Todo este proceso se deja ver con claridad en casos donde lo legal y lo nacional se entremezclan de un modo especialmente incómodo. El caso más reciente ha sido la denuncia de Koei Tecmo hacia el grupo 3DM, un colectivo de intercambio pirata chino que distribuía gratis los juegos del gigante japonés. La defensa de la líder del grupo es una crítica de corte económica cargada de patriotismo que revela la tensión existente entre la productora japonesa y un sector de cierto tamaño del público (supuestamente, 3DM era uno de los grupos de intercambio más activo de Internet). Aunque el hecho en particular no traspasa lo anecdótico, su existencia revela la tensión existente entre un modelo de negocio inclusivo e integrista que beneficia a un sector muy específico de la industria cultural de Asia Oriental (la japonesa, para ser más precisos), y unos mercados locales que prosperan apoyándose en las fórmulas de dicho modelo al tiempo que se mantienen deudoras hacia él.
La aceptación internacional de sagas como Dynasty Warriors y géneros como el musō son la manifestación de una progresiva homogeneización regional de Asia Oriental, en la que los gustos y preferencias de jugadores chinos, taiwaneses, coreanos, singapurenses y japoneses empiezan a equipararse cada vez más entre sí. Esta dinámica es distinta, en muchos sentidos, de los esquemas de dominación económica e imperialista del Japón de siglos pasados, y dan pie al surgimiento de auténticos híbridos culturales que acaban actuando como representantes de la cultura de esa parte del mundo. Esta homogeneización, sin embargo, implica un coste artístico y económico importante. En el último caso, se trata de un sistema que, salvo contadas excepciones, beneficia desproporcionadamente a las empresas transnacionales que consiguen establecer de antemano su supremacía y reputación. En el primero, ahoga y minimiza las posibilidades de éxito (o incluso reconocimiento) de cualquier juego que se aleje de la tipología canonizada, que en muchos casos se reduce a juegos de origen japonés. Lejos de fomentar una igualdad de oportunidades económica, se trata de un sistema que premia de forma sistemática a los que llegan primero y margina a los segundones, y que se justifica a sí mismo mediante el lenguaje meritocrático. Muchas de las críticas dirigidas a la industria taiwanesa y china contemporánea afirman que el problema está en que los desarrolladores nacionales carecen de la imaginación y ambición necesarias para crear juegos con atractivo internacional y que sepan llegar al mayor número de compradores posible. Es una crítica que recuerda poderosamente a las que se vienen haciendo a la española, y como aquellas, ignoran el contexto socioeconómico para centrarse en aspectos puramente individuales. En otras palabras, se trata de una reproducción casi exacta del lenguaje económico neoliberal que justifica la supremacía de los actores dominantes y desmerece la diversidad y la variedad si no proviene de aquellos que ya han conocido el éxito.
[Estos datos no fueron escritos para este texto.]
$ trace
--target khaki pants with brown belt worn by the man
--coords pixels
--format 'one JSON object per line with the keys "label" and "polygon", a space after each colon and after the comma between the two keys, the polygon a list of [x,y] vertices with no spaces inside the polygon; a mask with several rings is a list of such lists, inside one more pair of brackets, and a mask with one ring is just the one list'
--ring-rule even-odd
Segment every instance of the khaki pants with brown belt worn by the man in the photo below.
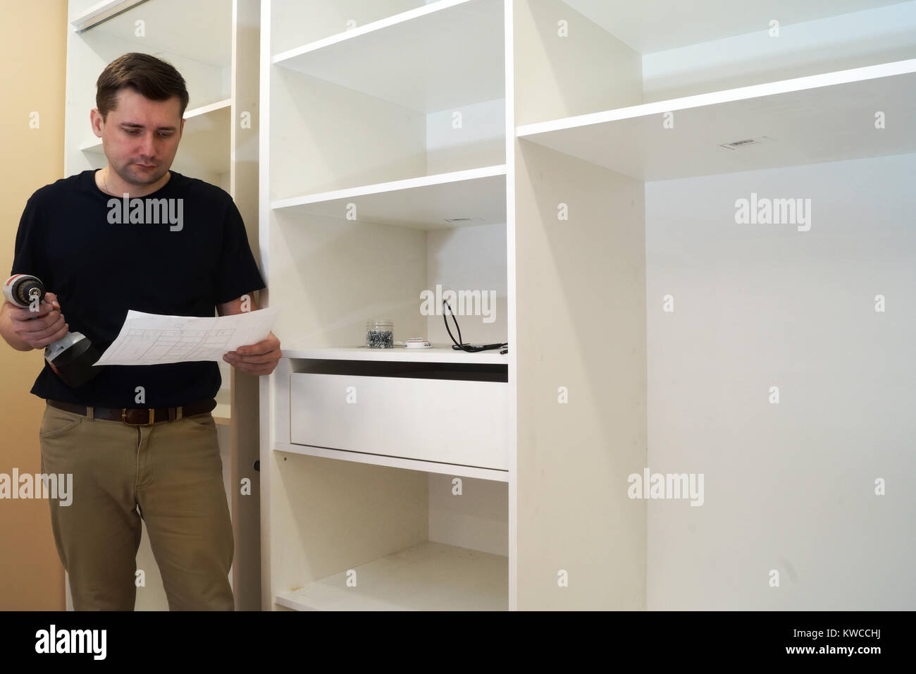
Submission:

La falta de información existente (y, sobre todo, la falta de acceso) a franquicias como Xuanyuan Jian son las que, en última instancia, explican la dominación casi absoluta del género musō y su inusitado éxito en tiempos recientes. Aunque Dynasty Warriors sigue siendo, a todos los efectos, una propuesta artística interesante y digna de elogio, su papel a la hora de reafirmar y apoyar los esquemas de dominación comercial la convierten en cómplice fundamental del nuevo pan-asianismo neoliberal. Cualquier estudio de su impacto e influencia en la historia del medio, tanto si se pretende abordar desde una perspectiva comprometida como de otra más aséptica, ha de tener en cuenta necesariamente este factor si quiere entender por qué ésta, y no otra, se convirtió en la elegida para representar una de las obras más importantes de la literatura china y universal.
Bibliografía:
Allison, Anne (2006) Millenial Monsters: Japanese Toys and the Global Imagination. Berkeley, Los Ángeles y Londres: University of California Press.
Jenkins, Henry (2010) Piratas de textos: fans, cultura participative y television. Barcelona: Paidós Ibérica.
Jung, Sun (2011) Korean Masculinities and Transcultural Consumption: Yonsama, Rain, Oldboy, K-Pop Idols. Hong Kong: Hong Kong University Press.
Kuang-Hsing, Chen (2011) Asia as Method: Toward Deimperialization. Durham y Londres: Duke University Press.